Licking their wounds over advertising agencies saying they wouldn't pay for DVR watching, and with a drop in ad revenue for the quarter, CBS Corp. (CBS-A) CEO Leslie Moonves stated that next year it would be different.
What he's referring to is that Nielsen Media Research will have a new commercial ratings system in place to measure who is specifically watching the ads. With this in place, media companies are going to push to include it in the ratings mix.
This year the agencies said that with the time delay connected to DVRs and the ability to fast forward through their ad clips, made the commercials irrelevant.
CBS is especially pushing this inclusion as their ad sales for the quarter dropped by a huge $30 million.
"In terms of DVRs, we think it is inevitable that they're going to have to start counting DVR usage as part of ratings, and I think everybody in the world - even the advertising community - is acknowledging that this year they were able to exclude it," Moonves told analysts on a conference call. "But next year there is no way that's going to happen. So once again, we think as technology advances, as Nielsen advances, as recording advances, the strong broadcast networks are going to be even stronger."
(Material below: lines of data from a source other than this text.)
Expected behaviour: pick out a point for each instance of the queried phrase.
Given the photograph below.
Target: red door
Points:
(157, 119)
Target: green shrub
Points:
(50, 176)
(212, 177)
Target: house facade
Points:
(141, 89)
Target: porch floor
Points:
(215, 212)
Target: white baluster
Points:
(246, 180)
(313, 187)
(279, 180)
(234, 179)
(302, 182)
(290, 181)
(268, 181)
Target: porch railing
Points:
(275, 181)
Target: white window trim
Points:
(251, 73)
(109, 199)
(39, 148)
With net profits dropping by more than half from last year's third quarter, CBS is looking for anything to get them back up. I've talked about this before at the bizofshowbiz that big media companies are on the ropes. They are looking for temporary fixes until they can figure out what to do. That's what the bottom line of all of this is about. Change the focus away from their failures and blame it on something else. That can only work for so long.
For the 3rd quarter, CBS had net profits of $317 million, dropping from $708.5 million they made last year. Revenue also dropped from $3.378 billion to $3.372 billion in comparison to last years third quarter.